Ella simplemente se mostró confusa.

'¿Hm?'

'Nada' respondí, más divertida aún al percatarme de que, enferma, parecía tan incapaz de captar mis bromas como lo era cuando nos conocimos y empezamos a hacernos amigas. 'Acuéstate y descansa. Enseguida te traeré lo que—'

'En realidad debería de irme a la cama. No quiero que TJ se vea expuesto por más tiempo a—'

'Entonces te llevaré el vaso de agua y el paracetamol a la cama'

La vi asentir antes de que me ofreciera sus manos en una petición silenciosa para que la ayudara a levantarse.
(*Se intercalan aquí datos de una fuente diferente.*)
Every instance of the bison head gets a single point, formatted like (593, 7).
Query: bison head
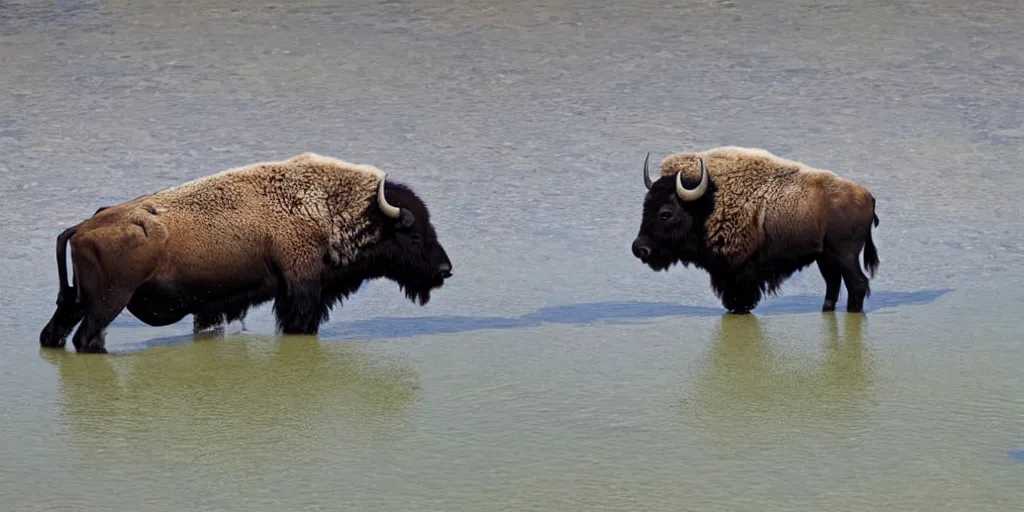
(674, 211)
(408, 252)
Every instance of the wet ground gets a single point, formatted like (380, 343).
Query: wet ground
(554, 372)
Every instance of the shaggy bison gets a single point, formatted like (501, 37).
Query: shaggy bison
(751, 219)
(305, 232)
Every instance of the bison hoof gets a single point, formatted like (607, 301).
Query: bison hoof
(48, 339)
Las tenía más frías de lo que las había notado antes y me percaté de que apenas lograba mantenerse en pie, lo que hizo que la mirase con expresión preocupada.

'¿Serás capaz de llegar a la cama tú sola o quieres que—?'

'Puedo sola' admitió, soltándose de mis manos para dar un paso hacia el pasillo.

Trastabilló y me apresuré a tomarla de la cintura para evitar que cayera, escuchándola suspirar.

'Si es que todo deja de dar vueltas, por supuesto' añadió.

No podía ver su expresión ni ella la mía, pero de igual modo la contemplé con empatía mientras ella colocaba sus manos sobre las mías, pareciendo que necesitaba sujetarse a algo para estar segura de que no perdería el equilibrio.

'¿Cómo es posible que te hayas puesto así de mal? Hasta antes de quedarte dormida parecías estar bien y recuerdo perfectamente que fuiste a vacunarte no hace mucho'

'Pues ya ves de qué me ha servido'

Lancé un respingo y acto seguido reí, meneando la cabeza.

'Vamos, Pointdexter. Te ayudaré a llegar a tu dormitorio sana y salva'

Cuando por fin bordeamos el sofá, eché un vistazo en dirección a la cocina y pude ver que mi madre nos estaba observando desde el otro lado del mesado con los labios apretados en un gesto que me indicó que estaba evitando sonreír.

Poco me faltó para echarle la lengua.